The individual score in an IQ test ought to be measuring a fundamental property of human ability (a property of the brain, roughly speaking).

Yet many or most IQ tests in practice require non-g abilities such as good eyesight, the ability to read, ability to move hands and fingers quickly and accurately; they require concentration (that a person not be distracted by pain or other interferences), many tests require stamina, a degree of motivation and conscientiousness in completing it... and so on.

In other words there are a range of non-g related factors which might reduce the test score for non-g reasons.

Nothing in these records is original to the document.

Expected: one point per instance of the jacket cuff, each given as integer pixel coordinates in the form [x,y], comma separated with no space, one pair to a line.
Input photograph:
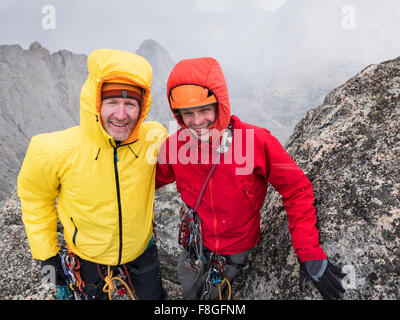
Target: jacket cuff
[311,254]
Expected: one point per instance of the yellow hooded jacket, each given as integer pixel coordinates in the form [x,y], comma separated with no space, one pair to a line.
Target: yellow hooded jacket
[103,193]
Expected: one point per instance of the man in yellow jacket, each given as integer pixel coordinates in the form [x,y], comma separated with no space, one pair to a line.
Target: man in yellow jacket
[98,178]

This means that the most valid measurement of intelligence is the highest measure of intelligence in a person.

So the best way to measure intelligence is for a person to do a series of IQ tests on different occasions and to take the highest score as the true-est score.


BUT this must also apply to the standard curve used to generate the IQ score.

The standard curve must be constructed from the highest IQ score of (say) 100 randomly chosen people - and these highest scores put into rank order and made into a normally distributed curve with the correct properties.


Yet this is not what happens.

The standard curve is typically generated using a one-off test on the representative sample, but the individual IQ is derived from the best performance in an IQ test - this systematically biases individual IQ scores towards being higher than they really are.


Of course, there are great logistical difficulties in using multiple tests (on several occasions) and best performances to generate a standard curve - much easier to get a representative group together just once for testing.

But this emphasizes the imprecision of individual measures of IQ.

If an individual gets their IQ score from a single test, it is likely to underestimate their real g, if the test is done in a way or at a time when their performance is impaired.

Yet if the individual has several tries at IQ test on different occasions, in order that their best possible level of performance be used to generate their real, underlying g, then this will overestimate their IQ.

(Doing several tests and taking an average does not work, because the bad performances drag-down the average.)


So, in practice and as things are - I do not feel that individual, one-off personal IQ measurements can be regarded as precise.

Probably individual IQ should be banded into roughly half-standard deviations.

Something like average as 96-104, above average as 105-114, high as 115-124, (above this 'g' begins to break-down as the component tests lose co-correlation) very high as 125-140, and above that we have the super-high and strange world of potential geniuses.

(Below average would probably be a mirror of this - but the meaning of low IQ is a bit more variable, and the levels may be very low.)

But IQ differences between individuals of less than half an SD (less than about 7 or 8) are uninterpretable - even around the average.